Most of the time, pulmonary rehabilitation is provided at a hospital-based outpatient program, but as is the trend with many traditional hospital-based services, more patients are receiving pulmonary rehabilitation at home. To explore the effectiveness of home-based pulmonary rehabilitation, a team of researchers from Alfred Health and La Trobe University in Melbourne, Australia, designed a home program and tested it against a traditional hospital program to determine whether it could improve COPD patients’ fitness and quality of life. 

Home vs. outpatient

The research, presented at the American Thoracic Society’s 2016 International Conference, involved 166 randomized controlled patients divided into a hospital group and a home group. After an initial visit from a physiotherapist, the home group patients decided on their own exercise program and then reviewed their fitness goals and progress via weekly calls with a health care professional.
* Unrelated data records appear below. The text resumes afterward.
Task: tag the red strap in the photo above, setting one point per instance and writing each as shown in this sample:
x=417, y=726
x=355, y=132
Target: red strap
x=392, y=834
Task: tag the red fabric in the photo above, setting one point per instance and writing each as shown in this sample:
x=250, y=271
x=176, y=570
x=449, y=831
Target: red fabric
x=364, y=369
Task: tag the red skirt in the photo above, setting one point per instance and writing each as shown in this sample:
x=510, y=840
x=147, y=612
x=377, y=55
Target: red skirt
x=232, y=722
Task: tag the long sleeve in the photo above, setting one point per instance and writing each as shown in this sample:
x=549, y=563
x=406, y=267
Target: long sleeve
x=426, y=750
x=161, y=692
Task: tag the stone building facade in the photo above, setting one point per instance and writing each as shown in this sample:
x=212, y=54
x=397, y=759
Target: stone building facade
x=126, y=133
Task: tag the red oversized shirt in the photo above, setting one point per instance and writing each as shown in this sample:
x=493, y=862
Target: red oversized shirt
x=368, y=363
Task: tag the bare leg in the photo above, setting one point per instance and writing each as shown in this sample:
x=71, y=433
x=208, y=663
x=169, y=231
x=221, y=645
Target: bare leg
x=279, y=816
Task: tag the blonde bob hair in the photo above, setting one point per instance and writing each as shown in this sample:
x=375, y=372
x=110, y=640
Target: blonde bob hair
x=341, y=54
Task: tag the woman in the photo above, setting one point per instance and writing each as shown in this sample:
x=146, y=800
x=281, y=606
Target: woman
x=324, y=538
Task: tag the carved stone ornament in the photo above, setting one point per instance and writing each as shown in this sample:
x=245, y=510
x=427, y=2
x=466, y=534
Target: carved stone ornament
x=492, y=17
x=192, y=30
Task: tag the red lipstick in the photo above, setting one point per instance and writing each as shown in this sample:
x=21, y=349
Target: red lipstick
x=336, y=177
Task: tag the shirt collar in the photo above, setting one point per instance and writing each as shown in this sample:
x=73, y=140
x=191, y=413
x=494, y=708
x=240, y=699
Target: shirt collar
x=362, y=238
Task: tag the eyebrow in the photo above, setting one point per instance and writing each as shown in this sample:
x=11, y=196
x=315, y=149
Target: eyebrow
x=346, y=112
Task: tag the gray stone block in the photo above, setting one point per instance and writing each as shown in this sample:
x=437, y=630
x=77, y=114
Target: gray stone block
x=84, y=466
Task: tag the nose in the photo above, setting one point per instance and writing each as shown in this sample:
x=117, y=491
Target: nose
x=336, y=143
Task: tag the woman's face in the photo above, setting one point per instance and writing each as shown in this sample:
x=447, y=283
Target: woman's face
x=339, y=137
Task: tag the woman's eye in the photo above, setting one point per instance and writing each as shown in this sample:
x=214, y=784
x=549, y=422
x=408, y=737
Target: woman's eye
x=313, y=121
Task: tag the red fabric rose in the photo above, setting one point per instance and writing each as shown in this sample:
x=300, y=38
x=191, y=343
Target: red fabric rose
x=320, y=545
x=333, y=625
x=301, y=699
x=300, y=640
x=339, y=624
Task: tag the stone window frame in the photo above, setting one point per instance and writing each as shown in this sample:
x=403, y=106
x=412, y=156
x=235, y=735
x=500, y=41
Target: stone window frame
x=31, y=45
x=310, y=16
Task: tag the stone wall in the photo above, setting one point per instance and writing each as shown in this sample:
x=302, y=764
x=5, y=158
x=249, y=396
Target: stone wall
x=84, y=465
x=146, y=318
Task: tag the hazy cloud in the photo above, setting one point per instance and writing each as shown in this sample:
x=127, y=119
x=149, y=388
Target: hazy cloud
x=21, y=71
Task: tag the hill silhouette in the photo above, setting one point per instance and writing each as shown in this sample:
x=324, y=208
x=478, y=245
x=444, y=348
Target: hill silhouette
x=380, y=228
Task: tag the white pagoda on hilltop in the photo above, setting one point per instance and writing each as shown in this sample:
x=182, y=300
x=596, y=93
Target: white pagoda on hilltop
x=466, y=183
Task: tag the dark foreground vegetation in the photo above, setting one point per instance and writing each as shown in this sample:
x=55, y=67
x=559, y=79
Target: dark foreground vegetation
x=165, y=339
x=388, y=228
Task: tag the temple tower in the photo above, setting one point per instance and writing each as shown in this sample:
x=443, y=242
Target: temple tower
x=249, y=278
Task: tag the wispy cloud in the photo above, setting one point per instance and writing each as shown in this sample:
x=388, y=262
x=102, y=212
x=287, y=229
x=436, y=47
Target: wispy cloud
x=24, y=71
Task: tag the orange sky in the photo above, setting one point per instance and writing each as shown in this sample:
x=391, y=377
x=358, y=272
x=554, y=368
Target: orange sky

The hospital patients attended twice weekly pulmonary rehabilitation sessions, which included group exercise and education.  

After eight weeks, the researchers analyzed the data and found that the two groups had comparable results in increased levels of fitness, the primary outcome measure. Costs of the two programs were also comparable.

Less than 10% of patients in developed countries enter pulmonary rehabilitation, according to the study’s lead author, Anne Holland, Ph.D. These results show that it can make a difference in the lives of COPD patients. More study is needed to assess long-term outcomes of these programs.